一瞬、何を言われているのか分からず呆けるミリアリア。そのチャンスをディアッカは逃さない。
すばやくクッキーを持ち変えると、開かれた彼女の口に入れてしまった。

「!!」
「おお、なかなか上手いじゃん」

指に付いたクッキーのカスを舐め、味の感想を口に出すディアッカ。その姿を前にミリアリアは……顔を真っ赤にしたまま、もぐもぐとクッキーを食していた。
さすがに、口に入れたものを出すのは忍びない。
文句が出たのは、しっかり最後まで味わい、全てを飲み込んでから。

「あんた、何考えて――」
「あーはいはい。
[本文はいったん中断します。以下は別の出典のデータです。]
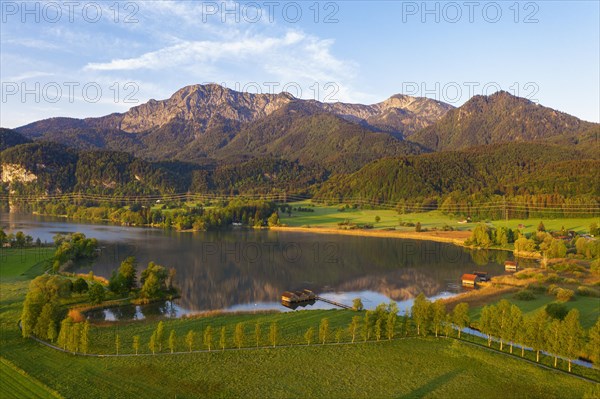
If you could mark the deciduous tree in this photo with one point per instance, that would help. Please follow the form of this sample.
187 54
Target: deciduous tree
172 341
136 344
460 316
238 337
309 335
208 337
189 339
323 330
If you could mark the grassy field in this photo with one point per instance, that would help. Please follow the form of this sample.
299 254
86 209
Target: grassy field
15 383
329 216
15 263
412 367
589 307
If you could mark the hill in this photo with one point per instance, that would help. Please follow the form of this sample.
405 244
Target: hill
500 117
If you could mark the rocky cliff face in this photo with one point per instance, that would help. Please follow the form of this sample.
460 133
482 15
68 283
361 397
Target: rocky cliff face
500 117
398 114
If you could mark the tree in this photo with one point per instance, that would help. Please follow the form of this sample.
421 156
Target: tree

じゃ、二回戦いくぞー」

ミリアリアの言葉など総無視で、ディアッカは再びクッキーを放り投げる。

「さ、どっちだ?」
「…………」

彼女は何か……理不尽なものを感じていた。
何故こうなる?

「お茶でも飲んで落ち着くか?」
「いらない」
「そ」

差し出されたお茶をはね除け、ミリアリアはディアッカの手を見る。
すごく理不尽だが、逃げたくはない。
一方でディアッカは、彼女が思案する間、突っぱねられたお茶を飲みながら――ひとりミリアリアの観察会などを始めていた。
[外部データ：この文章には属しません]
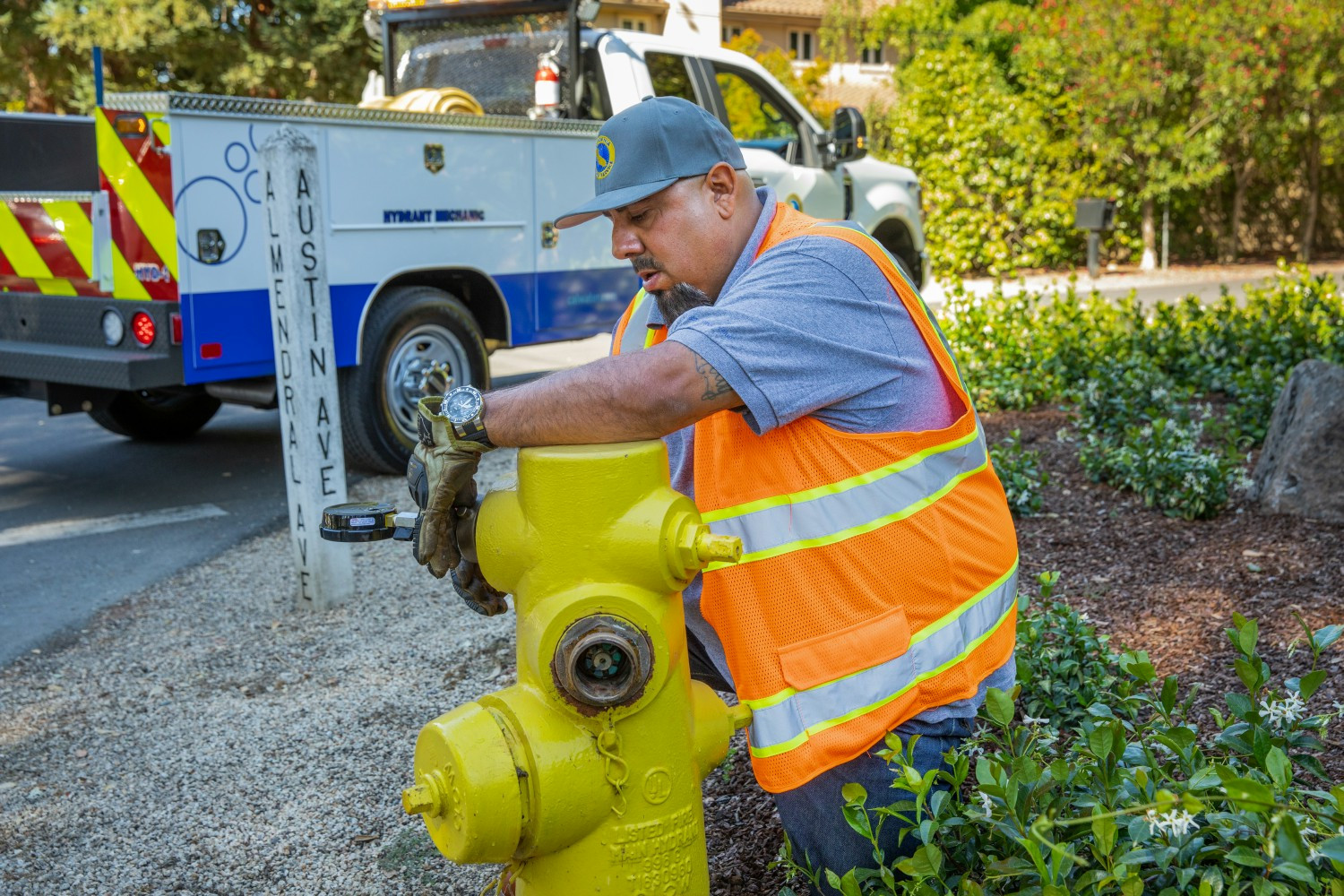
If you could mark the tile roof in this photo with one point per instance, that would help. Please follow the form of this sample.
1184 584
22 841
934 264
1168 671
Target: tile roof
809 8
862 96
812 8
はねる赤茶の髪。海と同じ色の瞳。彼の感覚で言えば、彼女は可愛い部類に入る。
だが何よりも目を引くのは、軍人なのに、軍人らしからぬ行動。
ディアッカにとってミリアリアは、ひどく興味深い存在だった。

どうも気になる。姿形以上に――内面が。
何故彼女が軍属なのか……不思議でしょうがない。

〈聞いても……教えちゃくれないんだろうな……〉

自嘲気味に思った時だ。

「……じゃ、今度は裏」
「……裏、ね」

ミリアリアの声で現実世界に意識を戻したディアッカは、これまたゆっくり手を開いた。
模様は――無い。裏だ。

「おお、二連勝じゃねーか。ほい、あーん」
「〜〜自分で食べるっ!!」

よほど食べさせられたのが嫌だったのか、彼女はディアッカからクッキーを奪うと、勢いよく口の中に入れた。

「これで終わり――」
「――じゃ、三回せーん」

隙を与えず、ディアッカ、勝手に三回戦を開始。

「ちょっと……もういいじゃない!」
「最後の一枚じゃねーか。もう少し付き合ってくれたって良いだろ?」
「う……」

反論しようとしても、良い方法が思いつかない。
一人じゃ退屈そう……そう言ったのは、他でもないミリアリア本人なのだから。